According to TechCrunch, the Chicago Tribune filed a federal lawsuit against AI search engine Perplexity on Thursday in New York. The newspaper alleges Perplexity is infringing its copyrights by using Tribune content within its Retrieval Augmented Generation (RAG) systems without permission. The Tribune’s lawyers claim that after contacting Perplexity in mid-October, they were told the company did not train models on its work but “may receive non-verbatim factual summaries.” The lawsuit counters that Perplexity is, in fact, delivering Tribune content verbatim and that its Comet browser is bypassing the paper’s paywall to create detailed summaries. This is part of a broader legal campaign, as the Tribune is one of 17 MediaNews Group and Tribune Publishing outlets that sued OpenAI and Microsoft in April, with another nine filing suit in November. Perplexity did not immediately respond to requests for comment on this latest lawsuit.

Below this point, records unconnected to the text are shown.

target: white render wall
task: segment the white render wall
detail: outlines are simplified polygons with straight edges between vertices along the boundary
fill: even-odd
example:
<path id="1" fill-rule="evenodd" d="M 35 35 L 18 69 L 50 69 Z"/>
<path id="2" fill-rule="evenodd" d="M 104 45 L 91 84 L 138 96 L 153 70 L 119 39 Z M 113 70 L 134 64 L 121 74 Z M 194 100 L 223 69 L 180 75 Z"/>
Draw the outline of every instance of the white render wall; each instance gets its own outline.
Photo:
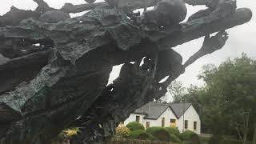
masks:
<path id="1" fill-rule="evenodd" d="M 186 130 L 194 131 L 198 134 L 201 134 L 201 120 L 200 120 L 198 114 L 194 110 L 193 106 L 190 106 L 185 111 L 184 120 L 188 120 L 188 129 L 186 129 Z M 198 123 L 197 124 L 197 130 L 194 130 L 194 122 L 197 122 L 197 123 Z M 183 115 L 182 115 L 180 117 L 180 118 L 178 120 L 177 126 L 178 126 L 178 129 L 179 130 L 179 131 L 182 132 L 182 129 L 183 129 Z"/>
<path id="2" fill-rule="evenodd" d="M 136 116 L 139 116 L 140 117 L 139 118 L 139 122 L 140 123 L 143 122 L 143 121 L 144 121 L 143 118 L 144 118 L 145 114 L 130 114 L 129 118 L 125 120 L 124 125 L 126 126 L 128 123 L 130 123 L 131 122 L 136 122 Z"/>
<path id="3" fill-rule="evenodd" d="M 181 116 L 179 119 L 177 119 L 173 111 L 168 107 L 164 113 L 158 119 L 144 119 L 145 114 L 131 114 L 130 117 L 124 122 L 124 125 L 126 126 L 131 122 L 136 122 L 136 116 L 140 116 L 140 123 L 146 128 L 146 122 L 150 122 L 150 126 L 162 126 L 162 118 L 165 118 L 165 127 L 170 126 L 170 118 L 176 119 L 176 126 L 180 132 L 182 132 L 183 129 L 183 116 Z M 188 120 L 188 129 L 195 133 L 201 134 L 201 120 L 199 115 L 193 107 L 190 106 L 185 112 L 184 120 Z M 197 122 L 197 130 L 194 130 L 194 122 Z"/>
<path id="4" fill-rule="evenodd" d="M 162 115 L 158 119 L 144 119 L 142 118 L 145 114 L 131 114 L 130 117 L 124 122 L 124 125 L 127 125 L 129 122 L 135 122 L 136 116 L 140 116 L 140 123 L 144 126 L 146 128 L 146 122 L 150 122 L 150 126 L 162 126 L 162 118 L 165 118 L 165 127 L 170 126 L 170 120 L 177 119 L 176 116 L 174 114 L 170 107 L 168 107 L 165 112 L 162 114 Z"/>

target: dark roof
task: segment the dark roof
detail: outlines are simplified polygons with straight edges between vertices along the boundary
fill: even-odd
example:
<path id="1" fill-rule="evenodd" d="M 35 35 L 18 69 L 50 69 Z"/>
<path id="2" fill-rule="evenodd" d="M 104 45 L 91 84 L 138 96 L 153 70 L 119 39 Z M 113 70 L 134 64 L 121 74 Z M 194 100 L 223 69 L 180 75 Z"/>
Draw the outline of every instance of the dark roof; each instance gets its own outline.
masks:
<path id="1" fill-rule="evenodd" d="M 135 114 L 142 114 L 145 119 L 158 119 L 166 110 L 170 107 L 175 116 L 179 118 L 184 112 L 191 106 L 191 103 L 160 103 L 149 102 L 137 109 Z"/>
<path id="2" fill-rule="evenodd" d="M 190 106 L 191 103 L 170 103 L 170 108 L 174 112 L 174 114 L 179 118 Z"/>

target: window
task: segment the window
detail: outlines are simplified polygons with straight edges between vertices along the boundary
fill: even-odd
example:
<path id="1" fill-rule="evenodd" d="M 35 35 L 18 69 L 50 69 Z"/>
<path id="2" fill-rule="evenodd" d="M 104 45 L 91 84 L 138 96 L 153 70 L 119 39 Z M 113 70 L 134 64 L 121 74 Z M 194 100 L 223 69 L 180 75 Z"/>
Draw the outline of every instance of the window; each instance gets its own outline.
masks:
<path id="1" fill-rule="evenodd" d="M 122 122 L 119 123 L 119 126 L 123 126 L 124 125 L 125 125 L 125 123 L 124 123 L 123 122 Z"/>
<path id="2" fill-rule="evenodd" d="M 194 130 L 197 130 L 197 127 L 198 127 L 198 122 L 194 122 Z"/>
<path id="3" fill-rule="evenodd" d="M 146 122 L 146 128 L 147 129 L 149 127 L 150 127 L 150 122 Z"/>
<path id="4" fill-rule="evenodd" d="M 136 122 L 139 122 L 140 116 L 136 115 Z"/>
<path id="5" fill-rule="evenodd" d="M 185 129 L 187 129 L 189 127 L 189 121 L 185 120 Z"/>
<path id="6" fill-rule="evenodd" d="M 176 119 L 171 119 L 170 120 L 170 126 L 176 127 Z"/>
<path id="7" fill-rule="evenodd" d="M 165 118 L 162 118 L 162 127 L 165 126 Z"/>

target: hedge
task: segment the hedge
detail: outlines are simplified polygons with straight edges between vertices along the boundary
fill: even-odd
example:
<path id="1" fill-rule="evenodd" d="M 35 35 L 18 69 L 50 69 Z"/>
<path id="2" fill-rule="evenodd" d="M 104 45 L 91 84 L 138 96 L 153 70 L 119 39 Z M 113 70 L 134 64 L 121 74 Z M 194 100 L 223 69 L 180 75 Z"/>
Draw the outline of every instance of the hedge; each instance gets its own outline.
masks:
<path id="1" fill-rule="evenodd" d="M 191 141 L 191 140 L 199 141 L 198 135 L 191 130 L 186 130 L 183 133 L 182 133 L 181 138 L 183 141 Z"/>
<path id="2" fill-rule="evenodd" d="M 128 123 L 126 125 L 126 127 L 130 131 L 134 131 L 134 130 L 145 130 L 145 127 L 143 126 L 143 125 L 142 125 L 137 122 L 132 122 Z"/>
<path id="3" fill-rule="evenodd" d="M 158 138 L 154 137 L 153 135 L 146 133 L 145 130 L 138 130 L 134 131 L 130 131 L 128 136 L 129 139 L 140 139 L 140 140 L 150 140 L 150 141 L 157 141 Z"/>
<path id="4" fill-rule="evenodd" d="M 146 130 L 146 132 L 152 134 L 153 136 L 154 136 L 155 138 L 159 139 L 159 141 L 162 141 L 162 142 L 171 142 L 172 141 L 172 139 L 171 139 L 172 137 L 168 133 L 168 131 L 166 129 L 164 129 L 163 127 L 158 127 L 158 126 L 150 127 Z"/>

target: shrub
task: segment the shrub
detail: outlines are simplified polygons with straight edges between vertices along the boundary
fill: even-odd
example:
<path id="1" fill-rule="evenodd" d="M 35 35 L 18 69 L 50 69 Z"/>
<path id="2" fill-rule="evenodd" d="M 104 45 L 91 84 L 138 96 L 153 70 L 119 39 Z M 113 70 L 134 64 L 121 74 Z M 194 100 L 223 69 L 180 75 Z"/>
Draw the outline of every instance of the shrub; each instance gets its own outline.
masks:
<path id="1" fill-rule="evenodd" d="M 155 138 L 159 139 L 159 141 L 162 141 L 162 142 L 170 142 L 171 141 L 170 134 L 163 127 L 158 127 L 158 126 L 150 127 L 150 128 L 146 129 L 146 132 L 152 134 L 153 136 L 154 136 Z"/>
<path id="2" fill-rule="evenodd" d="M 115 134 L 121 138 L 128 138 L 130 130 L 126 126 L 119 126 L 115 129 Z"/>
<path id="3" fill-rule="evenodd" d="M 72 128 L 65 129 L 63 130 L 63 133 L 66 137 L 70 138 L 74 135 L 76 135 L 78 131 L 78 129 L 77 127 L 72 127 Z"/>
<path id="4" fill-rule="evenodd" d="M 181 133 L 176 127 L 166 127 L 165 128 L 170 134 L 176 135 L 178 138 L 180 138 Z"/>
<path id="5" fill-rule="evenodd" d="M 153 135 L 146 133 L 145 130 L 138 130 L 134 131 L 130 131 L 129 133 L 128 138 L 130 139 L 141 139 L 141 140 L 150 140 L 150 141 L 155 141 L 158 140 Z"/>
<path id="6" fill-rule="evenodd" d="M 142 125 L 137 122 L 132 122 L 128 123 L 126 125 L 126 127 L 128 127 L 128 129 L 130 131 L 134 131 L 134 130 L 145 130 L 145 127 L 143 126 L 143 125 Z"/>

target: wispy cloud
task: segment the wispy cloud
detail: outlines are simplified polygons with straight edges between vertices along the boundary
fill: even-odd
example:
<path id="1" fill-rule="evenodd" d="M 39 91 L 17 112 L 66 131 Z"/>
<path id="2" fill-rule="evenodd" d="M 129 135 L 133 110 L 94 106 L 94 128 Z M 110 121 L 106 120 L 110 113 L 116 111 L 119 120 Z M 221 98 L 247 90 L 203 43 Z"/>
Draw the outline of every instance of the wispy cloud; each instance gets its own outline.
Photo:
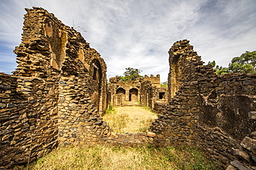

RAG Gets Dragged Into Court
Here’s the thing: this lawsuit is a big deal because it’s not just about model training. Everyone’s been focused on the scrapes used for training those massive AI models. But the Tribune is going after Perplexity’s RAG system specifically. RAG is supposed to be the “good guy” tech—it’s the method that pulls from verified sources to ground an AI’s answers and prevent hallucinations. Basically, it’s how you make an AI search engine accurate. The Tribune’s argument flips that script. They’re saying, “You’re using our verified, copyrighted content to make your product accurate, and you didn’t ask or pay.” If this argument gains traction in court, it could break the current business model for a whole class of AI search and assistant tools that rely on live web data. It’s a whole new legal front.
A Mounting Legal Siege
Perplexity is getting surrounded. This isn’t an isolated case. Reddit sued them in October. Dow Jones (parent of the Wall Street Journal) is suing them. Amazon sent a cease and desist last month. It’s starting to look like a pattern. And it’s separate from, but parallel to, the massive lawsuits against OpenAI and Microsoft from publishers and authors. The media companies seem to be employing a pincer movement: sue the big model makers for training, and sue the nimble search/answer engines for ingestion and output. The goal is clear—establish that using copyrighted content at any point in the AI pipeline, from training data to real-time retrieval, requires a license. It’s a high-stakes bet on the future of information commerce.
What Happens Next?
So where does this leave us? The courts are going to have to untangle some incredibly thorny questions. Is retrieving a snippet via RAG to generate a summary “fair use”? Does bypassing a paywall to access the content change the equation? These cases, including a recent ruling in Germany against OpenAI, are slowly building a global patchwork of precedent. For businesses relying on robust data access—whether for AI or for industrial monitoring and control systems where accurate, real-time data is non-negotiable—the legal landscape is becoming a critical part of infrastructure planning. The outcome could force a massive shift towards licensed data partnerships, or it could cement the current scrape-and-ask-forgiveness model. Either way, the free ride on the open web might be coming to an end.